Data Practice and Strategy · Stage test

Data Advanced stage test

No governed timed route exists for this stage yet, so this page gives you an honest untimed stage-end check built from the published bank.

Format Untimed self-check
Questions 12
Best time to use it After the stage modules and practice

Question 1

Why is linear algebra important for data science?

  1. It is only used for pure mathematics and has no practical data application
  2. Vectors and matrices underpin dimensionality reduction, recommendation systems, and neural network computations
  3. It is only needed for data visualisation
  4. Linear algebra is an outdated concept replaced by modern frameworks
Reveal answer

Correct answer: Vectors and matrices underpin dimensionality reduction, recommendation systems, and neural network computations

Question 2

What is the difference between a data warehouse and a data lakehouse?

  1. A lakehouse is just a data lake with a different name
  2. A data warehouse enforces schema-on-write with structured data, while a lakehouse combines lake storage flexibility with warehouse features like ACID transactions, schema enforcement, and SQL querying
  3. Warehouses are more modern than lakehouses
  4. A lakehouse cannot run SQL queries
Reveal answer

Correct answer: A data warehouse enforces schema-on-write with structured data, while a lakehouse combines lake storage flexibility with warehouse features like ACID transactions, schema enforcement, and SQL querying

Question 3

What is dimensional modelling and when would you use it?

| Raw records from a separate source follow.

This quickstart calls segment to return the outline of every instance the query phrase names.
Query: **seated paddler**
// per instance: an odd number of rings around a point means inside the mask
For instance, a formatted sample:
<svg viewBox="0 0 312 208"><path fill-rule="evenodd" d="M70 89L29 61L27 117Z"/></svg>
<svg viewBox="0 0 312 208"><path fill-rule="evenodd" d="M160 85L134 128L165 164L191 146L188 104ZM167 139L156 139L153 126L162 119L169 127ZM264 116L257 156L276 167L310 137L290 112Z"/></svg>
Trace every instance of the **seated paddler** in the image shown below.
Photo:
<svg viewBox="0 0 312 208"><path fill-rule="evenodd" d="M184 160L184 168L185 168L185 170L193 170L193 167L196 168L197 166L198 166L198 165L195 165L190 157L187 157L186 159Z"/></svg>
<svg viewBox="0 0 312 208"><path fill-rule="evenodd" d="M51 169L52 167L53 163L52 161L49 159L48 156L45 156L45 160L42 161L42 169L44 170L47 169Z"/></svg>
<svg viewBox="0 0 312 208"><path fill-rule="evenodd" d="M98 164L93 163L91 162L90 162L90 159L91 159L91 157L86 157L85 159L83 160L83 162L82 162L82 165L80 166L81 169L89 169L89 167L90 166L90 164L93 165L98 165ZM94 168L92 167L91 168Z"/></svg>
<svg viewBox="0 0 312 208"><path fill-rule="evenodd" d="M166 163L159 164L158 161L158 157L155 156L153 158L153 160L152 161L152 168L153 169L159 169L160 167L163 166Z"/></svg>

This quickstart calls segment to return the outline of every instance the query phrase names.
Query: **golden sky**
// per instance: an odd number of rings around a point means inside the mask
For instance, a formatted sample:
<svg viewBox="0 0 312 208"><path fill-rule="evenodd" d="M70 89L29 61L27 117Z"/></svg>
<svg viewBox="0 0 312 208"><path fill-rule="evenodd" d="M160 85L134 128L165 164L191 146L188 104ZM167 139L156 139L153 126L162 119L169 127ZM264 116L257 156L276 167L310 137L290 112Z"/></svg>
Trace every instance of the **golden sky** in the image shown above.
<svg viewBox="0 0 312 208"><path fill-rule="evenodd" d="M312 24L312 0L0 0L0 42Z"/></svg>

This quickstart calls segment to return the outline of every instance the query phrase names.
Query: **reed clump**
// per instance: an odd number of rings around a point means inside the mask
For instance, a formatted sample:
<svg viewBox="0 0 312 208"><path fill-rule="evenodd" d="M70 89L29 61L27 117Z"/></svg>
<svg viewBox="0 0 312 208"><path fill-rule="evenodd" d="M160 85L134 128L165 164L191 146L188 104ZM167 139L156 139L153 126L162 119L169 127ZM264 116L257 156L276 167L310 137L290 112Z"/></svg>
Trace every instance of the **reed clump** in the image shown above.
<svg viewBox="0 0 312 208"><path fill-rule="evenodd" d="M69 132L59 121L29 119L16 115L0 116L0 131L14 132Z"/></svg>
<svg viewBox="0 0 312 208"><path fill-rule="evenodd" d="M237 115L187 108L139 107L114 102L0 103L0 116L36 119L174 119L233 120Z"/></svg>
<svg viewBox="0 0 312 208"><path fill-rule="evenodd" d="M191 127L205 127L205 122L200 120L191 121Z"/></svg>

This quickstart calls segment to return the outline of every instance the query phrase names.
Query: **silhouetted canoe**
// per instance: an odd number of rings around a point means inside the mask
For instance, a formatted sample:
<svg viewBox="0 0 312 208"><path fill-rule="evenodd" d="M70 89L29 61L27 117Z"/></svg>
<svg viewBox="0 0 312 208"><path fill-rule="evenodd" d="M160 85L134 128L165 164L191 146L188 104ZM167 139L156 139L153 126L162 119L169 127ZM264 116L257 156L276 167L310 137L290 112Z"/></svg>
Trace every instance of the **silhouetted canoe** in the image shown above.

  1. A technique for 3D data visualisation
  2. A data warehouse design approach using fact and dimension tables (star or snowflake schemas) optimised for analytical queries and reporting
  3. A method for reducing the number of database columns
  4. A machine learning algorithm for classification
Reveal answer

Correct answer: A data warehouse design approach using fact and dimension tables (star or snowflake schemas) optimised for analytical queries and reporting

Question 4

What trade-off does the CAP theorem describe for distributed data systems?

  1. Cost, Availability, and Performance
  2. A distributed system can provide at most two of three guarantees: Consistency, Availability, and Partition tolerance
  3. Compression, Archiving, and Processing speed
  4. The theorem only applies to relational databases
Reveal answer

Correct answer: A distributed system can provide at most two of three guarantees: Consistency, Availability, and Partition tolerance

Question 5

What is Apache Kafka primarily used for?

  1. Relational database management
  2. Distributed event streaming that enables real-time data pipelines and event-driven architectures with durable, ordered, replayable message logs
  3. Static website hosting
  4. Version control for code
Reveal answer

Correct answer: Distributed event streaming that enables real-time data pipelines and event-driven architectures with durable, ordered, replayable message logs

Question 6

What does data sovereignty mean and why does it matter for cloud architectures?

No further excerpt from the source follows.